Shutter Island

シャッターアイランド』鑑賞


ネタバレせずに感想書くのが難しい映画だなぁ。
比較対象にぴったりの作品があるんだけど、その名を出した時点でネタバレ(笑)
一つだけ言えるのは、キャッチコピーみたいな映画じゃないですよ。ミステリとして見ちゃうと物足りないかも。
悪夢世界はサイレントヒルのようで気持ち悪く、そこは見所。


というわけで、以下はネタバレ全開感想なので、見ようと思ってる人は、スルーの方向で。
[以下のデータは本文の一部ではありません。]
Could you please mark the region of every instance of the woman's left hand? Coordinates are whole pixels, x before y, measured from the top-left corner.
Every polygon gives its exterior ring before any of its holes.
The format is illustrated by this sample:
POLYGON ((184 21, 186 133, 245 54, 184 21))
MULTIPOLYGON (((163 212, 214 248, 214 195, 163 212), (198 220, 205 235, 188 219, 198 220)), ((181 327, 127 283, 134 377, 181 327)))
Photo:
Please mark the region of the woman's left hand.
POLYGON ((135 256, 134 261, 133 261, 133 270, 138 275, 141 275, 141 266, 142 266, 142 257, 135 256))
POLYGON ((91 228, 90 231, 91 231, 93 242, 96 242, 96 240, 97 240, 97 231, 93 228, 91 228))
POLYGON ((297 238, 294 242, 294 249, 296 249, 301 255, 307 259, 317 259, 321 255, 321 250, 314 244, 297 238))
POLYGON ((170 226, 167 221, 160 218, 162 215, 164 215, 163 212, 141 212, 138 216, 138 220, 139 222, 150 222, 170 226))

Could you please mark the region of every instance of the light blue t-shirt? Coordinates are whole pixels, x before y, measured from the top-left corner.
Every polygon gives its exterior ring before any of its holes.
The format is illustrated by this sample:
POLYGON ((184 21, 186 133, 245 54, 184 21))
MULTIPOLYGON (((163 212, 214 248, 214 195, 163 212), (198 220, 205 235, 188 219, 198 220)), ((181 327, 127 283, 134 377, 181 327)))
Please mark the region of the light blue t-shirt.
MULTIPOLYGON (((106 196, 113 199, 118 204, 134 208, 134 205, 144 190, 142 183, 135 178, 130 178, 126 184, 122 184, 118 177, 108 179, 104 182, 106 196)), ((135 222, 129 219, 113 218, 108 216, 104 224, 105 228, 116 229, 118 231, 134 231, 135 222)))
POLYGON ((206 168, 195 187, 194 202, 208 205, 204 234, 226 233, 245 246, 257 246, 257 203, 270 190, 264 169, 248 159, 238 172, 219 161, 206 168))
原作がルヘインだし、CMも不可能ミステリー的に打ってるけど、これはミステリ(サスペンス)の体をとった、最新(当時の)精神医療もの。
どれが現実で、どれが嘘、という見方自体が意味がなく、全編、主人公の記憶とグループセラピーとロールプレイングが混然と化した妄想で、彼にとってはそれが現実。
隠された謎をいくつ見つけられるか的なキャッチコピーだけど、『シックスセンス』や『ユージュアル・サスペクツ』のような騙される快感を求めると肩透かしを食らう。ある意味、映画のお約束を逆手に取っていて、ミステリなら後に明かされるようなおかしなシーンや演出は冒頭から目に付くけど、それらはおかしいまま。なぜなら、それが事実だから。現実のはずなのに妙に浮いた描写、逆に非現実的な幻覚なのにリアルなディティール、登場人物の使い回し、そっけなかったり、繰り返される表現、すべてが病状と治療の過程を表している。テディの世界は薄っぺらく、記憶とイメージと身の回りだけで完結していて、船の様子を見た限りでは、本当に島なのかも疑問。
ロボトミーや大量投薬から、対話型への過渡期を描いた物語で、例えるなら『カッコーの巣の上で』なんだけど、あれが怪物としての精神科の勝利だとすると、こちらは医者も患者も負けてしまう悲劇。ラストひじょうに良く出来ていて、結局捜査官に戻ってしまったテディの晴れ晴れしい表情と、対照的なチャックの徒労感は素晴らしい。